Clare Galway on violin and vocals, Tom Hughes on cello and bodhrán and CT on guitar. Former vocalist Mary O'Halloran left the band amicably in 2008.

==Performances==
The band have played extensively in Ireland since 2005. This has included prestigious support slots such as Martha Wainwright in Lisburn on 13 August 2007. They were also invited to play the Glastonbury Festival, appearing third on the bill at the acoustic stage on 23 June 2007. That night they shared the stage with KT Tunstall among others.

==TV and radio==
The band were invited to perform for the Today programme on BBC Radio 4. They were asked to perform The Mountains of Mourne, originally written by Percy French, for a feature on discussions surrounding the Mourne Mountains' proposed status as a national park. This was broadcast on 29 August 2007.

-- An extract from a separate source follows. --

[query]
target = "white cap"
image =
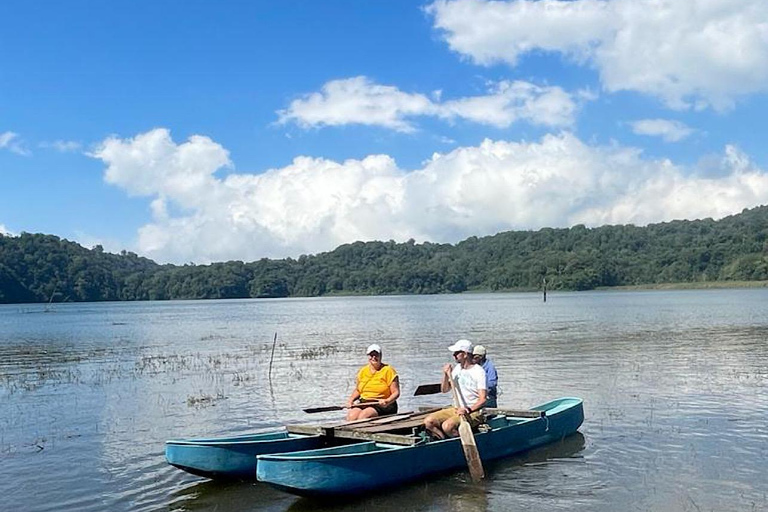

On 18 October 2007, BBC Radio 1 broadcast a live session from the band. The Winding Stair also made a live appearance on the Irish language arts programme Imeall Geal on BBC Two in 2008.

==Album==
The band self-released an album called Finistère on 5 August 2007. It was produced at Doghouse Studios in Belfast by Eamonn P Keyes, previously manager and producer of the rock band The Answer.

==Video==
In 2007 Brian Philip Davis made a film for their song "The Meadow". It was broadcast on the third series of BBC Northern Ireland show ATL TV.

The video adopts Davis' usual magical realist approach, and it starred Lara McIvor, notable for starring in the science fiction movie City of Ember.